Eu tive uma experiência interessante
há cinco anos.
Eu e o meu marido fomos ao supermercado,
como fazemos de dois em dois dias,
mas dessa vez, tivemos uma fantasia.
Estou a falar de comércio justo,
de produtos orgânicos,
estou a falar de café queniano, de origem,
que compramos caríssimo.
E foi aí que o problema começou.
O meu marido considerou
aquele lote de café superior
ao nosso café habitual, muito mais barato
o que me fez pensar
numa vida só com café caro
e vi o meu orçamento
familiar a desmoronar.
(Risos)
Pior ainda ...
eu também temi
que esse investimento fosse em vão
que, no final, não íamos sentir diferença.

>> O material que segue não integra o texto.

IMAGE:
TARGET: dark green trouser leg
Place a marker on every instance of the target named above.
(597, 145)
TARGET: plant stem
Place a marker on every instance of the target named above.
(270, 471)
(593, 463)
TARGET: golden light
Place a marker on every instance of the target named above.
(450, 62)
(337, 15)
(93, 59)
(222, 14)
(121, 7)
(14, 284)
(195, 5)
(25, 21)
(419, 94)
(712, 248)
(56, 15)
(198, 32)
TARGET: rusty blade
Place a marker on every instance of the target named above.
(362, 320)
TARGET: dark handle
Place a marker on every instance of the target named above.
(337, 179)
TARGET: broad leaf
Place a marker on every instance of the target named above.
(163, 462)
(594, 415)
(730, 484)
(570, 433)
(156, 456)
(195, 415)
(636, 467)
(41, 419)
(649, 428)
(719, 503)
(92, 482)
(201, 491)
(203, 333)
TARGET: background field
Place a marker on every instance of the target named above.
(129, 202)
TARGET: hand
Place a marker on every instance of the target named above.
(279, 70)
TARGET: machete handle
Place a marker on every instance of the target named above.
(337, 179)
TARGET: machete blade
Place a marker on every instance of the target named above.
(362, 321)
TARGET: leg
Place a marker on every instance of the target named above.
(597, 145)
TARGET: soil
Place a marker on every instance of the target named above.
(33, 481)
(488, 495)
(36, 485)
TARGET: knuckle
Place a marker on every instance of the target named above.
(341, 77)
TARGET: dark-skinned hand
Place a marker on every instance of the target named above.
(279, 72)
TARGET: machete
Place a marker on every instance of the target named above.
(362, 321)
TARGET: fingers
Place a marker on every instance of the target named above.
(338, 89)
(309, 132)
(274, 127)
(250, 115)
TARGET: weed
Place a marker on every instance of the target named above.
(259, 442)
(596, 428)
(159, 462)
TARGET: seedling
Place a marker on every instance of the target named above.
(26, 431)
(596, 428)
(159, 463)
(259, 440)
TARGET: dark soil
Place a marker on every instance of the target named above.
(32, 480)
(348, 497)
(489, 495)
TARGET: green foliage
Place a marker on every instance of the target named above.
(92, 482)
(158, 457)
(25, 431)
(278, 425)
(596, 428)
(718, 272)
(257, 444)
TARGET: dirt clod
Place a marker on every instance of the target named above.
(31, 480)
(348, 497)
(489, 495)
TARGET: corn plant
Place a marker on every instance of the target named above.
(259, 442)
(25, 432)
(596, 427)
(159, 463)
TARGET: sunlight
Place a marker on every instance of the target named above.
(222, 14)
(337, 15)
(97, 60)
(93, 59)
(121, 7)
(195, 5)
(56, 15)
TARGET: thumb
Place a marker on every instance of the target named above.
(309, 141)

infelizmente, especialmente
para o meu marido,
ele às vezes esquece-se que é casado
com uma neurocientista,
especialista em ciência gastronómica.
(Risos)
Ok?
Então, sem mais delongas,
pu-lo à prova.
Preparei uma experiência
em que vendei os olhos ao meu marido.
(Risos)
Depois, preparei dois tipos de café
e disse-lhe que lhos ia servir
um de cada vez.
Agora, com toda a convicção,
o meu marido descreveu
a primeira chávena de café
como mais áspero e mais amargo,
o café que seria o ideal
para as manhãs
com o propósito de aterrorizar o corpo
com o seu sabor horrível.
(Risos)
O café da segunda chávena, na outra mão,
era saboroso e delicioso.
O tipo de café para tomar
de noite e relaxar.
Contudo, o que ele não sabia
é que eu não lhe tinha dado
os dois tipos de café.
Dei-lhe a mesma
chávena de café duas vezes.
(Risos)
Obviamente, não foi a chávena de café
que passou de horrível
para fantástica de repente.
Não. O sabor diferente
foi produto da mente do meu marido,
do seu preconceito
a favor do café mais caro
que o levou a apreciar
sabores diferentes que não existiam.
Então, tendo salvado
o nosso orçamento familiar
e terminado numa boa gargalhada,
principalmente eu...
(Risos)
comecei a imaginar
como é possível receber
duas respostas tão diferentes
de uma única chávena de café.
Porque é que o meu marido
faria uma afirmação tão categórica
com o risco de ser publicamente
gozado durante toda a vida?
(Risos)
A interessante resposta
é que vocês teriam feito o mesmo.
Esse é o maior problema
na minha área da ciência,
avaliar o que é verdade
nas respostas que recebemos.
Porque, como é que havemos
de fazer comidas mais saborosas
se não podemos confiar
no que as pessoas dizem gostar?
Para entender, vamos observar
como é que sentimos a comida.
Quando bebo uma chávena de café,
eu deteto esse café através
dos recetores do meu corpo,
informação essa que é transmitida
aos neurónios ativados no meu cérebro.
Os comprimentos das ondas de luz
são transformados em cores.
As moléculas dos líquidos são detetadas
pelos recetores na boca
e identificadas como um
de cinco sabores básicos:
o salgado, o ácido,
o amargo, o doce e o umâmi.
As moléculas no ar são detetadas
pelos recetores no nariz
e transformadas em odores.
E o mesmo para o toque,
para a temperatura, para o som, etc.
Todas essas informações são detetadas
pelos meus recetores
e transformadas em sinais
entre neurónios no meu cérebro.
Informações que, depois,
são conjugadas e integradas
para o meu cérebro reconhecer
que acabei de beber
uma chávena de café e gostei.
Só então,
depois de toda esta enorme
mobilização de neurónios,
saboreamos conscientemente
essa chávena de café.
E é nesse momento que temos
um equívoco muito comum.
As pessoas tendem a pensar que
o que experimentamos conscientemente
tem de ser um total reflexo da realidade.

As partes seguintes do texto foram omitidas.